The Consort. Albert was the only modern precedent* for the role Philip would play in British life. Although he had no constitutional power of his own, Albert exercised enormous influence over British politics by patiently and studiously advising Victoria. A royal husband, he wrote, "should entirely sink his own individual existence in that of his wife. He should aim at no power, shun all contention and continuously and anxiously watch every part of the public business in order to assist and advise. . . ."

Whether, like Albert, Philip would live up to these words; whether, like Albert, he would become Prince Consort in title as well as in fact were questions for the solemn future. For the moment, most Britons were content with the romantic present. "Ain't he just the answer," cooed a Bradford woolworker over Philip last week. "Me an' 'erbert's gettin' married abaht October too."

* Four of Britain's five reigning queens have been married. Mary Tudor's husband, King Philip of Spain, was styled both King Consort and King of England. He left Mary after a year and after her death sent the Armada to make war on her half-sister Elizabeth.
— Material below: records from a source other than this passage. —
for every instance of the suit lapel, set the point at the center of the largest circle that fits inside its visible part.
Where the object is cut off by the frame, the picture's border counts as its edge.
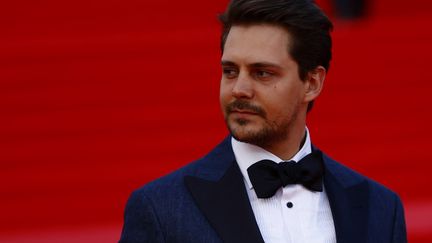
(348, 196)
(225, 202)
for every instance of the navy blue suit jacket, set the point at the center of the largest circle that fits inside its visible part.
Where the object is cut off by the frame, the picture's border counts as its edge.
(207, 202)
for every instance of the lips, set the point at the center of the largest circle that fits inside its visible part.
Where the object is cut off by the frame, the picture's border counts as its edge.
(246, 112)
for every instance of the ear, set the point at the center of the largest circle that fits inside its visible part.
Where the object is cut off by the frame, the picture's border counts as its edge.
(314, 83)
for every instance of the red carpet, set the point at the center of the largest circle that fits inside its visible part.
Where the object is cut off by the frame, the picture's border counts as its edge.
(99, 97)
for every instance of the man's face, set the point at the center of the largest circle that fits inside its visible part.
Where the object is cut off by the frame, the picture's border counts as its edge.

The second Mary's husband, Prince William of Orange, was an heir to the British throne in his own right and ruled equally with his wife. Prince George of Denmark, who married Queen Anne, had no British status, except as the Queen's husband. Victoria's Albert was the first to receive the title Prince Consort. It gave him social precedence over other members of the royal family, changed his political status not at all.